There’s no such thing as outsourcing PR. If your business decided to wash its hands of everything related to PR in favor of the external counsel provided by an agency, then you’re probably getting little more in return than a handful of Mad Lib-style press releases replete with industry jargon and corporate buzzwords (i.e. revolutionary, innovative, synergy, etc.).
Clients pay the PR agency for the benefit of that agency’s experience, ability to “get ink” and aptitude for cultivating mutually beneficial relationships. But that doesn’t mean that clients can simply hand the agency the keys to the car and say, “we’ll see you at the end of the quarter.”
Although it might seem counter-intuitive,employing the talents of an agency actually increases the client’s responsibility to PR processes. When you choose to work with a PR agency, you are not delegating a task or business function; you’re committing yourself to a collaborative relationship. Ultimately, the success of the PR campaign hinges on the quality of that relationship.

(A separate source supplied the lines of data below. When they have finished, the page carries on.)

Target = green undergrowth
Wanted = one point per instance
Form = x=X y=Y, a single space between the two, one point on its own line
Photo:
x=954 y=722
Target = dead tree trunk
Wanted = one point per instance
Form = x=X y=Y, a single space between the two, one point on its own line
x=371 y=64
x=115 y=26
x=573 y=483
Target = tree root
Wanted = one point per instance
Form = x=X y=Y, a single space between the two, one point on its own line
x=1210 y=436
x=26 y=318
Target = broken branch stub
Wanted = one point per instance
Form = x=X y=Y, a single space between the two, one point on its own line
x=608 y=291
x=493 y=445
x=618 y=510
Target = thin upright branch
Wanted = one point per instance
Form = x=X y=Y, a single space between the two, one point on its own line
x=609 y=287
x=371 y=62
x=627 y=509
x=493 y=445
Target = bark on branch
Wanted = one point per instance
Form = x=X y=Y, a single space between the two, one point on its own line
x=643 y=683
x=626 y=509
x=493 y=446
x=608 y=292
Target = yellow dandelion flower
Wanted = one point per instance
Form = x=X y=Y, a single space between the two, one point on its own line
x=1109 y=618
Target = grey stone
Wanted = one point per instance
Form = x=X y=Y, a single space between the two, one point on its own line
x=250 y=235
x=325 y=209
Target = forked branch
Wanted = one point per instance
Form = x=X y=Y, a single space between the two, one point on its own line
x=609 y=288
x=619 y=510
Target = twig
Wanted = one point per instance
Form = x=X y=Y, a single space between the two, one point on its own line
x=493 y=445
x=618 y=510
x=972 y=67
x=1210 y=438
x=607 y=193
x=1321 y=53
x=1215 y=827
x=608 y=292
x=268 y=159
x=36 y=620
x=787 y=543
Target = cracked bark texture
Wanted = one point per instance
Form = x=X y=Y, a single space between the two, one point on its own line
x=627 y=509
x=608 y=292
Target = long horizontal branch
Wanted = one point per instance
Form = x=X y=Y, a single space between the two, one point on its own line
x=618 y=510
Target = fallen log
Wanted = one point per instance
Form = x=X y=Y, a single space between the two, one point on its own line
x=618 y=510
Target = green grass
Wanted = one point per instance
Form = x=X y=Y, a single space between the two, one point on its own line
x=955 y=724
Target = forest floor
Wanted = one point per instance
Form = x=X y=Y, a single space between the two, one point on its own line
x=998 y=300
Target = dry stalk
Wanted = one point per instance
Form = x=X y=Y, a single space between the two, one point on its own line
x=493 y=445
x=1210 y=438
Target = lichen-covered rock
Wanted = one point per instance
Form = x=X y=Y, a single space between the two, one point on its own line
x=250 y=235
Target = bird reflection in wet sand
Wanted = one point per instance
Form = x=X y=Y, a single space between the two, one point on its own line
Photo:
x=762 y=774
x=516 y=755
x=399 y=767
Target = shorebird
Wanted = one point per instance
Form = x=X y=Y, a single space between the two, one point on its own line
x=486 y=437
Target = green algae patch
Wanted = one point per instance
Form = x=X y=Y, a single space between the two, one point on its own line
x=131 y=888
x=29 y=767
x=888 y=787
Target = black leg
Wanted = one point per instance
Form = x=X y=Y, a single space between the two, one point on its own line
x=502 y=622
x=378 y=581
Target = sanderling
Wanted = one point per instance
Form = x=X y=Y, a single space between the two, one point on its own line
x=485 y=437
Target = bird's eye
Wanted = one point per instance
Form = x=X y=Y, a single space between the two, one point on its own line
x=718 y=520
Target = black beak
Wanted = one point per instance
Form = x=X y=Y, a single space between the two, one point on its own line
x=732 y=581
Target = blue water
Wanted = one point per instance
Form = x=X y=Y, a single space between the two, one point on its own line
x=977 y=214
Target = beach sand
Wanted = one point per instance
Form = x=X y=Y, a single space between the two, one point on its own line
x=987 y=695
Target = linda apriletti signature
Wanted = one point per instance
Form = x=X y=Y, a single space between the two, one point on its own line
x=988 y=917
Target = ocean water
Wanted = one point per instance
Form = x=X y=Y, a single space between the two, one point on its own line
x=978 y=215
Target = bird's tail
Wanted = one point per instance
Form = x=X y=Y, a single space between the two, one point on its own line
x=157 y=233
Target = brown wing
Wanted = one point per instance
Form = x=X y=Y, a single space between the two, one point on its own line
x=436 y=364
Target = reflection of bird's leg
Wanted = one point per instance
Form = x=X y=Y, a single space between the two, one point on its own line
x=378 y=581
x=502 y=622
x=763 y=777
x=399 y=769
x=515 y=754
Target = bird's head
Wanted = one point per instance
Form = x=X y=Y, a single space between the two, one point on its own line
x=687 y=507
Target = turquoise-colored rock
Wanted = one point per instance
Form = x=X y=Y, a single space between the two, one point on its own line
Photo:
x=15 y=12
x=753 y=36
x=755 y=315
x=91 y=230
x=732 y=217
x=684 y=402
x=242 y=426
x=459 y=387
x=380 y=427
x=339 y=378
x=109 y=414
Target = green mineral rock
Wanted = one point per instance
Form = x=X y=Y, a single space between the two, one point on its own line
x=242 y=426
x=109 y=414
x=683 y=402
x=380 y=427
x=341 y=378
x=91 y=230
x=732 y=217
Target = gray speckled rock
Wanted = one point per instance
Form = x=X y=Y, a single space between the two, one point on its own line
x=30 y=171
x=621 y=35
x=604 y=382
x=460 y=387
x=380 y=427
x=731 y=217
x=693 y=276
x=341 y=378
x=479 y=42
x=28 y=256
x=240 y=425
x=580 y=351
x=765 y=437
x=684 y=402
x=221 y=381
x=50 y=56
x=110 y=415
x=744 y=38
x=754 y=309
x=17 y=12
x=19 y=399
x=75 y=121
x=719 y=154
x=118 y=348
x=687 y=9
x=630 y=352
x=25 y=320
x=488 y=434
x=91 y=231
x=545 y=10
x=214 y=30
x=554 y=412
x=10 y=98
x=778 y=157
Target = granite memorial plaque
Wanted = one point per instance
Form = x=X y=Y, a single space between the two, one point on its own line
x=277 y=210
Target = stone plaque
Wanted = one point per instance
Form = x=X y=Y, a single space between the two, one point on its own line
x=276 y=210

The client-agency relationship is inherently symbiotic. The client relies on the agency’s ability to provide perspective that is difficult or even impossible to see from within the company. Conversely, the agency relies on the client to provide an exclusive, panoptical view of their business.
The most successful PR campaigns result from cooperation between a strong in-house team and a talented agency. Now, when it comes to the client-agency relationship, you hear a lot of negative criticism about the head-nodding ways of spineless PR flacks who withhold council and instead let the client tell them exactly what to do. Let’s be clear, “head-nodding” does not denote cooperation. Clients, your PR agency, if it’s worth your money, will give you push-back. If it seems like your demonstrating exemplary PR skills because your agency is constantly telling you how spot-on you are, then there’s something wrong.
So, if you’re looking to outsource your PR because you simply don’t have enough time or resources to handle it in house, then you (and the agency you choose) are doomed from the start. A PR campaign can only be as good as the client-agency relationship from which it was conceived.